ちょっと前までは俺に抱かれてうれしそうにしてたくせによっ、、、お前はいつもそうだよ、、、

ちょっとやさしくしてくれる奴が出来るといつもそうやってよ、、、じゃ俺は何なんだよ?

あんなに愛してやったのにっ、俺に抱かれてあんなに狂ってたじゃねえかよっ!?

お前だってやりてえんだろ?正直に俺とやりてえって、そう言えよっ!」

激しく押さえ込まれて、身体中を撫で回されて倫周は気が違いそうになった。

やだ、やだ、嫌だっ、、、こんなのもうご免だ、、、助けて孫策、、、助けてっ、、、

紫月の慣れた愛撫が、残酷なまでに眠っていた倫周の欲望を呼び覚まして、、、

身体中が熱くなる、ぞわぞわと這い上がってくる感覚、震えて止まらなくなる、意識が、、、

流されて、、、、っ、、!











嫌だ、、、嫌、、こんなのは俺じゃない、孫策だけを想っていたいのに、どうしてこんな、、っ、、

次第に大きくなってくる快楽の波に呑み込まれないように必死に耐える倫周の身体中を這うように

紫月は激しく愛撫して、、、

流される、、、嫌なのに、こんなこと望んでないのに、、、とまらない、、、っ、、、

ああ孫策、、、、っ、、!

「や、、ぁあ、、やめて、、、嫌、、、」

そんな倫周の様子にうれしそうな表情を浮かべると紫月は満足そうに言った。

「いいんだろ?倫、、、、気持ちいい?ん?もう我慢できない?」

やだ、やだ、もう嫌なのに、、、身体が、、、ああ熱い、、、いうことをきかない、、、

「紫月、、紫月っ、、、んっ、、、んっ、、、」

「いきたいの、、、?なら、そう言えよ、、いきたいって、そう言えよ、、、」

や、やだ、、、嫌だ、、、ああだけどっ、、、

「ふ、、っ、、、んんっ、、、い、いかせ、、て、、、お願い、、紫月、、っ、、、」

抗えない、、、どんなに嫌でも身体はいうことをきかない、、、身体が、、紫月を求めて、、、

「可愛いな、倫、、そうだよ、そういう素直な倫が大好きなんだ、愛してるよ、愛してる、、、

ああ倫、、、一緒に、、っ、、、いこうよ、、、っ!」

嫌、、、いやああああっっ、、、






真っ赤だった月が高くなった頃、倫周は呆然とその場から動けずにいた。
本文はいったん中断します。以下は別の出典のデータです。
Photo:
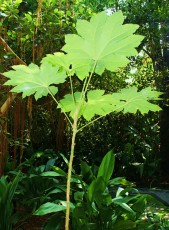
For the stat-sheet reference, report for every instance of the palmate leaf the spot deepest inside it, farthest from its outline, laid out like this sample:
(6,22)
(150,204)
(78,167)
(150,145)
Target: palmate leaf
(128,100)
(104,42)
(36,80)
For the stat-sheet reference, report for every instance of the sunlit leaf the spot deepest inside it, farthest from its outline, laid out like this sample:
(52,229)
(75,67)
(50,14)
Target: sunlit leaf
(103,43)
(32,79)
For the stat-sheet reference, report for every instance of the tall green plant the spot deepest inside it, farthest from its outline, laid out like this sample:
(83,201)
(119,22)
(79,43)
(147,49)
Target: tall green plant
(102,44)
(7,191)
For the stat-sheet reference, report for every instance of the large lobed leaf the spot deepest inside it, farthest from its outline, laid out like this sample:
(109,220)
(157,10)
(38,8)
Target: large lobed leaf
(36,80)
(104,42)
(128,100)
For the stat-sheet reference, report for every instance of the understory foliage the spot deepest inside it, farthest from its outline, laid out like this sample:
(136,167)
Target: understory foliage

衣服も乱れたまま

何も出来ずに只ぼうっと定まらない瞳を空に泳がせて座り込んでいた。

逆らえなかった、俺の身体。嫌なのに、身体だけは俺の意思とは逆に紫月を求めて、、、

とまらない、、、

どうしてこんな、、、どうして、、、なんだ、、、

俺は孫策だけのものなのに、孫策だけを想っていたいのに、、、身体が勝手に、、、

「うっ、、えっ、、、え、、っ、、、」



情けなくて、辛くて、倫周は声をあげて嗚咽した。